Senior Honors Thesis

Degree Name




Author's Keywords

lung cancer; cancer stem cells; Verrucarin J; WNT; ALDH1


Lung cancer is the leading cause of cancer mortality in the United States. The development of drug resistance with cisplatin or platinum/taxane combination chemotherapies has led patients to suffer from recurrent lung cancer. These chemotherapy treatments target cancer cells but leave behind cancer stem cells (CSCs). CSCs are stem-like tumor cells that have the potential to differentiate and proliferate. This allows the cancer to relapse even after initial elimination of the tumor. Investigations were performed on a secondary metabolite from the Myrothecium fungus family called Verrucarin J (VJ) to see its effects in lung cancer cell lines. VJ significantly inhibits cell proliferation in lung cancer cell lines A549 and H1793. The IC50 of VJ was approximately 10 nM in A549 after 48 h of treatment and 20 nM in H1793 after 72 h of treatment.

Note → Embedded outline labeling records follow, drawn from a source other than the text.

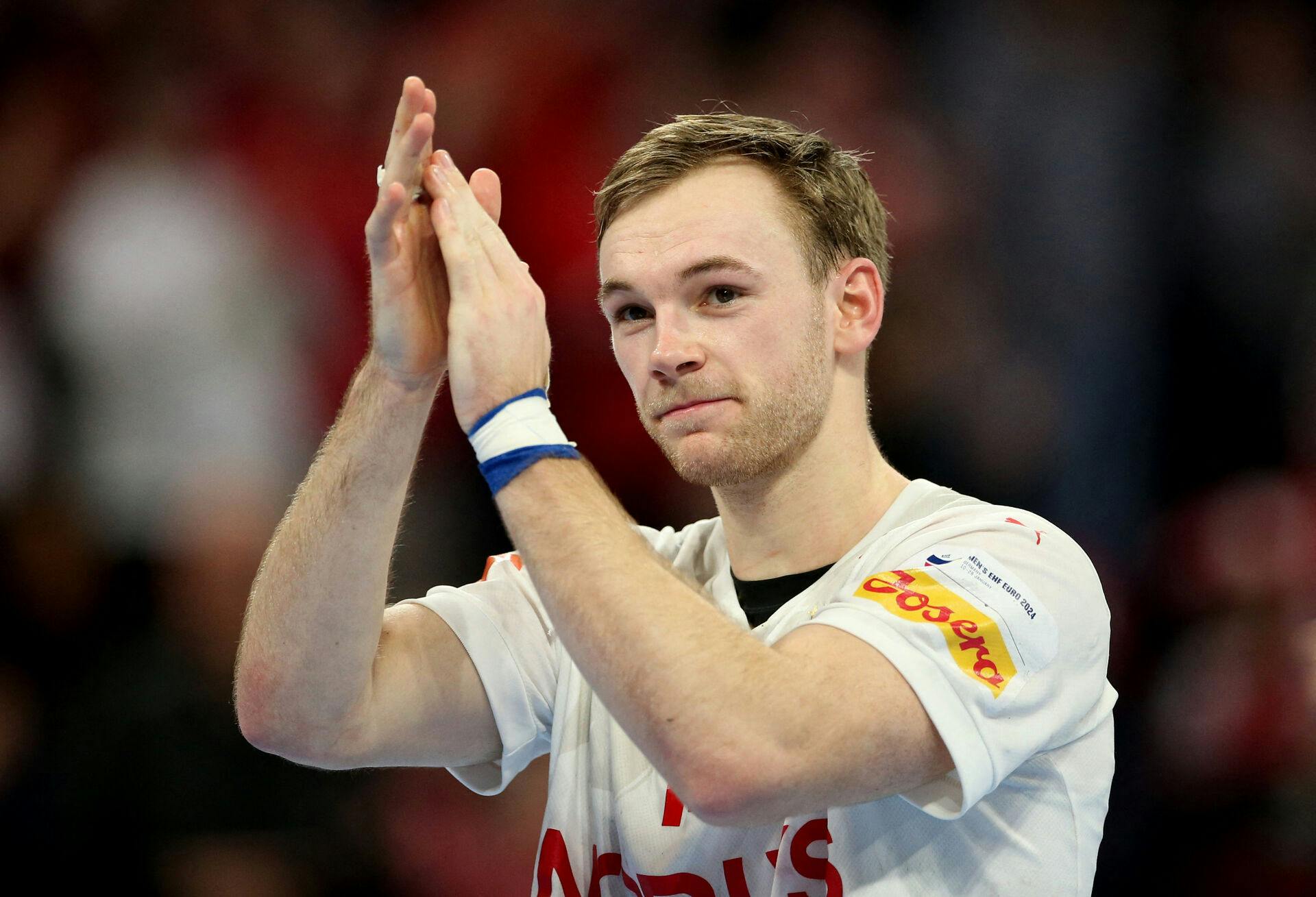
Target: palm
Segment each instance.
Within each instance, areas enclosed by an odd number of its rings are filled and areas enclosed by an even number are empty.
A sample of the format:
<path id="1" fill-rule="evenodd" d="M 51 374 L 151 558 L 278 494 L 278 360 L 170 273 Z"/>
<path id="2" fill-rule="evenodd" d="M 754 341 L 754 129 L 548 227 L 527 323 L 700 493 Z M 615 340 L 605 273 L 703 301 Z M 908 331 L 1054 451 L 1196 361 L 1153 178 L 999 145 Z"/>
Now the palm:
<path id="1" fill-rule="evenodd" d="M 371 271 L 371 351 L 407 383 L 428 383 L 447 366 L 447 275 L 429 208 L 413 201 L 422 164 L 430 163 L 434 95 L 408 78 L 397 104 L 375 210 L 366 222 Z M 497 176 L 488 170 L 472 189 L 495 218 Z M 422 199 L 425 199 L 422 196 Z"/>

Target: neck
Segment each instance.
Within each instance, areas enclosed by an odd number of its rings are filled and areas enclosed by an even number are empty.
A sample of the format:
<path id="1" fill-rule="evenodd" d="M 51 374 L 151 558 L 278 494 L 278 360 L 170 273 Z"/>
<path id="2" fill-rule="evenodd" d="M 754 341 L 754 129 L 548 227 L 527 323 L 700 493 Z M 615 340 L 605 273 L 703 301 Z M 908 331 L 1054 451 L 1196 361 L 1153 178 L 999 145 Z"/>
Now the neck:
<path id="1" fill-rule="evenodd" d="M 828 414 L 788 468 L 713 489 L 732 571 L 754 580 L 834 563 L 908 484 L 882 456 L 866 421 Z"/>

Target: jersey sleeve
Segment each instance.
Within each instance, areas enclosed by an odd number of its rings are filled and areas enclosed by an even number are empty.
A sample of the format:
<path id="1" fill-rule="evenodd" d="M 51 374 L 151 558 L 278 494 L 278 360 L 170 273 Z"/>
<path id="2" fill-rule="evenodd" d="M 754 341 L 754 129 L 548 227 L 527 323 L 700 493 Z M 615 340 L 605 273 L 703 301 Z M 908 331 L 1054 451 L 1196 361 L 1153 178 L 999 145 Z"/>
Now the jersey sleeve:
<path id="1" fill-rule="evenodd" d="M 479 583 L 440 585 L 408 601 L 451 626 L 484 684 L 503 754 L 449 771 L 478 794 L 497 794 L 530 760 L 549 752 L 558 679 L 549 616 L 520 556 L 511 552 L 490 558 Z"/>
<path id="2" fill-rule="evenodd" d="M 862 638 L 919 696 L 954 769 L 901 797 L 937 818 L 963 815 L 1115 702 L 1096 571 L 1069 537 L 1017 522 L 903 545 L 895 568 L 861 567 L 808 621 Z"/>

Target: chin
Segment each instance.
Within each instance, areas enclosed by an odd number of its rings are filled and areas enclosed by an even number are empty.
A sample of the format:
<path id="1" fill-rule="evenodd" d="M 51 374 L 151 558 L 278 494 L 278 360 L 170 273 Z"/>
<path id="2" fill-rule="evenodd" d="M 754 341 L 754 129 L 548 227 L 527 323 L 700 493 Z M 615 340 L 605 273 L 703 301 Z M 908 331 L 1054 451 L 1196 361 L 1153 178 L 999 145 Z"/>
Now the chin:
<path id="1" fill-rule="evenodd" d="M 746 452 L 707 431 L 680 437 L 676 445 L 659 445 L 676 476 L 692 485 L 738 485 L 774 467 L 774 459 Z"/>

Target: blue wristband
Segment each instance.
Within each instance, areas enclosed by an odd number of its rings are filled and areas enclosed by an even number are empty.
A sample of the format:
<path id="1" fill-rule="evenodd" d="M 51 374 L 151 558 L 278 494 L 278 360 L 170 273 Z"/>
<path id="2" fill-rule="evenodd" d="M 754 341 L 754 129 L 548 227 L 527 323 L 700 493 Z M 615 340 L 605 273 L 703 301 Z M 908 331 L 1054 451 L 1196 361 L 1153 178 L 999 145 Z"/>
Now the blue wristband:
<path id="1" fill-rule="evenodd" d="M 494 495 L 541 458 L 579 458 L 544 389 L 528 389 L 480 414 L 466 434 Z"/>
<path id="2" fill-rule="evenodd" d="M 580 452 L 570 445 L 555 446 L 526 446 L 515 448 L 497 458 L 491 458 L 480 464 L 480 473 L 490 484 L 490 491 L 497 495 L 499 491 L 511 483 L 519 473 L 541 458 L 579 458 Z"/>

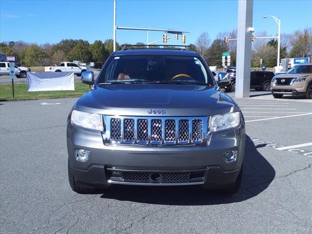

Treatment of the A549 cell line with VJ induced apoptosis and reduced expression levels of key markers and genes found in cancer stem cells, such as ALDH1, Notch1, HEY1, CD 133, Oct 4, β-catenin, WNT1, TCF-4, and LGR5, in a dose-dependent manner. The mechanism that VJ targets the lung cancer cells and CSCs is currently being investigated by considering the WNT canonical signaling pathway. Treatment of the GSK-3 inhibitor (CHIR99021) in A549 cell lines increased expression levels of specific canonical WNT signaling pathway genes including β-catenin, Cyclin D1, LGR5, c-Myc and TCF-4. Preliminary results of the combination treatment of VJ and GSK-3 inhibitor in A549 cell line indicate that VJ potentially targets the WNT canonical signaling pathway. However, further experiments are needed to confirm where exactly VJ is targeting that pathway. From these experiments, Verrucarin J has the potential application to be a novel chemotherapeutic drug.

Lay Summary

Verrucarin J inhibits the cell proliferation of both A549 cells and H1793 cells in a dose and time-dependent manner, and induces apoptosis. Key stem cell markers were detected using Real -Time PCR and levels of their expression were inhibited by Verrucarin J in a dose-dependent manner. The use of the GSK-3 inhibitor increased the levels of WNT signal transduction genes such as β-catenin, TCF-4, LGR5, Cyclin D1, and c-Myc. The results of this project suggest that Verrucarin J is an effective drug for targeting lung cancer cells as well as cancer stem cells.